They were wrong, of course, but practically all of this morning's national newspapers give pride of place to remembering the emotion associated with that narrow victory for the Left.

Communist L'Humanité uses the occasion of the anniversary to reflect on the troubled state of the current, contemporary Socialist Party, and on the lamentable mess that is French politics in general.

An opininion poll in Catholic La Croix points out that today's voters no longer believe in the possibility of dramatic social transformation, but they still regard politicians as the best hope for real change.

Right-wing Le Figaro also marks the anniversary of the socialist victory, but they choose to underline what the right-wing paper calls "the seven errors of François Mitterrand".

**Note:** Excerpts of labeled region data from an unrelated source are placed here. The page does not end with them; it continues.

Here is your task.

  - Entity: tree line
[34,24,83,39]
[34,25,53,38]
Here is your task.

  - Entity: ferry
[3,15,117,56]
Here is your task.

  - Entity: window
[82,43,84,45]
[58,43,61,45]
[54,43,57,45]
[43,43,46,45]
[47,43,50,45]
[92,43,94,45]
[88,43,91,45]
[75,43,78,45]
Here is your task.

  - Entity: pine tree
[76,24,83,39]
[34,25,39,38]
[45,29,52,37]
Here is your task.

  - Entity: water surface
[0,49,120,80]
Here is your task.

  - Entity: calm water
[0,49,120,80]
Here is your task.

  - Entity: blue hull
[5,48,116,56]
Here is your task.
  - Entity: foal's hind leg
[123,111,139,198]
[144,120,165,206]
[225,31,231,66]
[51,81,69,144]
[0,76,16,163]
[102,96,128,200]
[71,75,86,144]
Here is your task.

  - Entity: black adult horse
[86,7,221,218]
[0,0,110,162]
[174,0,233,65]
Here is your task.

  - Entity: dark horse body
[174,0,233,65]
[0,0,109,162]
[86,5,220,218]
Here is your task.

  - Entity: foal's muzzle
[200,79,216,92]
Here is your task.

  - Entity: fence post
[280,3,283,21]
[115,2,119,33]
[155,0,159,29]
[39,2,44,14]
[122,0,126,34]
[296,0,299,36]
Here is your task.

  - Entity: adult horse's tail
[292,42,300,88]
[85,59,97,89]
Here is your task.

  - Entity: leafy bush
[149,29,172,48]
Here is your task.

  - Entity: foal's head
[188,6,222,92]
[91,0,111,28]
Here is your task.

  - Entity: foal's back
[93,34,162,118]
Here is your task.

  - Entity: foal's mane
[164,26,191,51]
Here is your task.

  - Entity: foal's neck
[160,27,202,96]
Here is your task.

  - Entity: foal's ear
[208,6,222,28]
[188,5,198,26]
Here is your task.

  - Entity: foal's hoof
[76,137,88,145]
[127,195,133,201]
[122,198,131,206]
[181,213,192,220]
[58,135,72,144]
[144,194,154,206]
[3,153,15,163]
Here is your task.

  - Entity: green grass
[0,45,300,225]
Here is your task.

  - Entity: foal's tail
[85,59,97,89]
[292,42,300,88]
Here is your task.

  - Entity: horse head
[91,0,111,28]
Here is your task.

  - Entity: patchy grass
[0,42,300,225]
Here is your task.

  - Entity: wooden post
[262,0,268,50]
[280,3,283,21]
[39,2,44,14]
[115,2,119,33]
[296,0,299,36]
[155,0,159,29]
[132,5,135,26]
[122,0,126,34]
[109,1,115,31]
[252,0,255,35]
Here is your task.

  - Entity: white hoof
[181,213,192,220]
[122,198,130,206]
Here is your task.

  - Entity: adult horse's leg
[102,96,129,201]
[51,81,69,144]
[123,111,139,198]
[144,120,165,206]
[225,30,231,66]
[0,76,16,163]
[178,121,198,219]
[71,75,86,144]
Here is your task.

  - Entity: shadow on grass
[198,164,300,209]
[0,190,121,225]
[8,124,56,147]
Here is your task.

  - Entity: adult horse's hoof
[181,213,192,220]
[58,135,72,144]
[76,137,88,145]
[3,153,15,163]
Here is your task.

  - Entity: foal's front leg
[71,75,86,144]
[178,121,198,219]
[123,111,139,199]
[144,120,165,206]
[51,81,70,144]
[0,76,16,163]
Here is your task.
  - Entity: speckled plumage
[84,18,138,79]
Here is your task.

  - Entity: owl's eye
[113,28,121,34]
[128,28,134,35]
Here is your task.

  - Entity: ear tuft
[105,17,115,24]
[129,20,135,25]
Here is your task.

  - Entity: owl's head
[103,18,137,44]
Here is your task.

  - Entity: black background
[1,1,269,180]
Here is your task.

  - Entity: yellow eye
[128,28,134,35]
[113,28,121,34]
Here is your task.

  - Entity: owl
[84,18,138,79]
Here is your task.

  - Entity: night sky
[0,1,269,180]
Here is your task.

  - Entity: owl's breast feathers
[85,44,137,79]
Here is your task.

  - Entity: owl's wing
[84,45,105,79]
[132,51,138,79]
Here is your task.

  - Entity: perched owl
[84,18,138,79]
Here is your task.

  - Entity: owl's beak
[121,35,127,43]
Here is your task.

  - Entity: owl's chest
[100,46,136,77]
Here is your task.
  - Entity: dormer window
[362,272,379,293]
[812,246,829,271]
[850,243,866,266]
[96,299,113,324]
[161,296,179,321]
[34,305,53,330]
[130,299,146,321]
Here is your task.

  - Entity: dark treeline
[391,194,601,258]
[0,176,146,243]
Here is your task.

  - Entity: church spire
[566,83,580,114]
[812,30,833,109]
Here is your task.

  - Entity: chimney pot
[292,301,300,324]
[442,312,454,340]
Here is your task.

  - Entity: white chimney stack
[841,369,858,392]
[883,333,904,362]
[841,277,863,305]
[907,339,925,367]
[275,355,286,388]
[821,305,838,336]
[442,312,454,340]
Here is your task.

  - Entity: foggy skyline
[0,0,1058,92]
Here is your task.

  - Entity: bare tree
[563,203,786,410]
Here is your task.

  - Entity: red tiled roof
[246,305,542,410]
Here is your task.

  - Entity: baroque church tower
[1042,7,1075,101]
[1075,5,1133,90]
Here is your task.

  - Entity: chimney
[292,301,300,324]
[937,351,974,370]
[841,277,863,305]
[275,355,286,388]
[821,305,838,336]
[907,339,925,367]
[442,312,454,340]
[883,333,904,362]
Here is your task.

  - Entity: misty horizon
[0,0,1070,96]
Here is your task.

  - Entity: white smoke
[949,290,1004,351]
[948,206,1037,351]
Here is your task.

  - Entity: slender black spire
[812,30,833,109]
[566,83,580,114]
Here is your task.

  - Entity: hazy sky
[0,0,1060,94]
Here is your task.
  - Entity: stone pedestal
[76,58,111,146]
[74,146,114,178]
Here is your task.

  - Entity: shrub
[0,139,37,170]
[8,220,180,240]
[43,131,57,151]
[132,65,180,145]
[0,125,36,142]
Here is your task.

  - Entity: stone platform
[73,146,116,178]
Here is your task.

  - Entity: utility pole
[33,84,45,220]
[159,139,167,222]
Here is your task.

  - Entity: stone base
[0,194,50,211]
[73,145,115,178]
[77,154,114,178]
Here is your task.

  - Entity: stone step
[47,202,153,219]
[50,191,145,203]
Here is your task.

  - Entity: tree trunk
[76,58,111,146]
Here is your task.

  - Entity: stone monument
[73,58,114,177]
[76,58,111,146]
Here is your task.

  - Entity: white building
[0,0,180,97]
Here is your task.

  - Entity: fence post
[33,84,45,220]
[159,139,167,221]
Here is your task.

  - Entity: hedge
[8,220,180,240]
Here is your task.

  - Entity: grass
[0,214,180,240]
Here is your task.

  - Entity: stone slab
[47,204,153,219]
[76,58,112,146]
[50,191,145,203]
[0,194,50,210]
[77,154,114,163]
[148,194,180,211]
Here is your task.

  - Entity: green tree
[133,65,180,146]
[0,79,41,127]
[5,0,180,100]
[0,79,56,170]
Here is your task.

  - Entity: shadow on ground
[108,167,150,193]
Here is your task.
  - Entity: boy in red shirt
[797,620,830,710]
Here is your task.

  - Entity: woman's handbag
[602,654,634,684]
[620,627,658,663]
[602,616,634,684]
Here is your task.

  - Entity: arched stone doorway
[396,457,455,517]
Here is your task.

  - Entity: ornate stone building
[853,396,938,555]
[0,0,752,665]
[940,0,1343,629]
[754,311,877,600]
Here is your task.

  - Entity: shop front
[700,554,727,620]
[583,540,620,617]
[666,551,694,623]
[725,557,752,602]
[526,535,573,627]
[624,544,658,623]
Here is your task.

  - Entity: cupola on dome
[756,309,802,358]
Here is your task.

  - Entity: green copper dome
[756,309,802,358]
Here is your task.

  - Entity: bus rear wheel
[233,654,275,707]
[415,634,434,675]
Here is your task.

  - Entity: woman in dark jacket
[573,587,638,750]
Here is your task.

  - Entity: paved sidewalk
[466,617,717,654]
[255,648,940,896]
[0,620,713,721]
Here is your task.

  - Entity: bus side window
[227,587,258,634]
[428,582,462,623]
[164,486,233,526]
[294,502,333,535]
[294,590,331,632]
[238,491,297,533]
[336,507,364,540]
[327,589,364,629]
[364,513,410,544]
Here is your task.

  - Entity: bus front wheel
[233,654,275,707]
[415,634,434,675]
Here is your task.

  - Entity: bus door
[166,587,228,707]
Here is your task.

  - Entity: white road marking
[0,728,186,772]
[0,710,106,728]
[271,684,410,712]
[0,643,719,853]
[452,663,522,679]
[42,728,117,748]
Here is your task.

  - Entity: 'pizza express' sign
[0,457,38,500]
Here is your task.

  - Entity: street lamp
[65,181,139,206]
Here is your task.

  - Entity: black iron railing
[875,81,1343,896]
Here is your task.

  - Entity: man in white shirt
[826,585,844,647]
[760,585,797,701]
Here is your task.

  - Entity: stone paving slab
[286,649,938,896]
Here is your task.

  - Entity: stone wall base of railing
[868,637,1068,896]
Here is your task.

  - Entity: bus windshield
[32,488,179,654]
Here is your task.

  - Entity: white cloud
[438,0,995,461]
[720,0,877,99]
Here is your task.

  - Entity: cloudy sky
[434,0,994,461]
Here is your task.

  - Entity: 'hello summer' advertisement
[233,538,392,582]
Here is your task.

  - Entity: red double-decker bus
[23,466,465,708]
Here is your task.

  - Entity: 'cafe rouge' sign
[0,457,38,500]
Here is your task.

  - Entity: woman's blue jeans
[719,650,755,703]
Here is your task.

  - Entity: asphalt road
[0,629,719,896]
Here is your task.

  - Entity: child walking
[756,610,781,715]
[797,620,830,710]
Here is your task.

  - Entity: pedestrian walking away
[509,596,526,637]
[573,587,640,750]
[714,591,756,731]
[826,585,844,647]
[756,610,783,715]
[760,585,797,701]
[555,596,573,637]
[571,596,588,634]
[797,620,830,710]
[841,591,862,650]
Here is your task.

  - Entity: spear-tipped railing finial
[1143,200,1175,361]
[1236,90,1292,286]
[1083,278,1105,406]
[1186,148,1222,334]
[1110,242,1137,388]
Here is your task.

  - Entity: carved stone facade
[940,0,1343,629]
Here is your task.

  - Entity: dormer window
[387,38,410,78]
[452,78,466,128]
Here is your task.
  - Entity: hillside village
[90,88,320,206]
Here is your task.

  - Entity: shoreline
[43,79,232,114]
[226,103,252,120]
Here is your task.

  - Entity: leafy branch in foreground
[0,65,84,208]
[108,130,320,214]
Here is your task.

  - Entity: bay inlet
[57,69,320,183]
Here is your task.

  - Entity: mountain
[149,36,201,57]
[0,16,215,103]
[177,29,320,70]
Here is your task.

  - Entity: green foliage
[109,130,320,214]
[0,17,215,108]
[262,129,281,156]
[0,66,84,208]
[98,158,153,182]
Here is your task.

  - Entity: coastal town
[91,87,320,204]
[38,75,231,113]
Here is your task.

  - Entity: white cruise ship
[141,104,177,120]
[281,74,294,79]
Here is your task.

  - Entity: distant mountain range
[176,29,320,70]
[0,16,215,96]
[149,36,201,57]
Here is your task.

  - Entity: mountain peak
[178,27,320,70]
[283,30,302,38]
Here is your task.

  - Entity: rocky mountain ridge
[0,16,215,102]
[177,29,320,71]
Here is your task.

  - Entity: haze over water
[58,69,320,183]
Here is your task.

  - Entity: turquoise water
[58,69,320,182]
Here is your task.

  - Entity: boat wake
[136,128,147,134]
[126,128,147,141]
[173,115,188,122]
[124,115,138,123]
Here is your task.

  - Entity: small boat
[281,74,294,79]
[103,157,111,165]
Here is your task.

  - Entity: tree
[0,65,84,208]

Le Figaro says the new president was bedevilled by the document known as "The 110 Propositions", a sort of road map for the socialist re-birth of France, but with an awful lot of nonsense added in by the Communist Party and with many proposals which Mitterrand would never have supported personally. Nationalisation, the reform of the public service, and education were key areas of conflict between the president, his far-left supporters, and his right-wing detractors.

Le Figaro also criticises Mitterrand's dictatorial style, a sharp contrast with his promises to break with what the president called "the Gaullist royal family".

He also had a troubled relationship with money, was fiercely loyal to his friends, dishonestly so, if we're to believe Le Figaro.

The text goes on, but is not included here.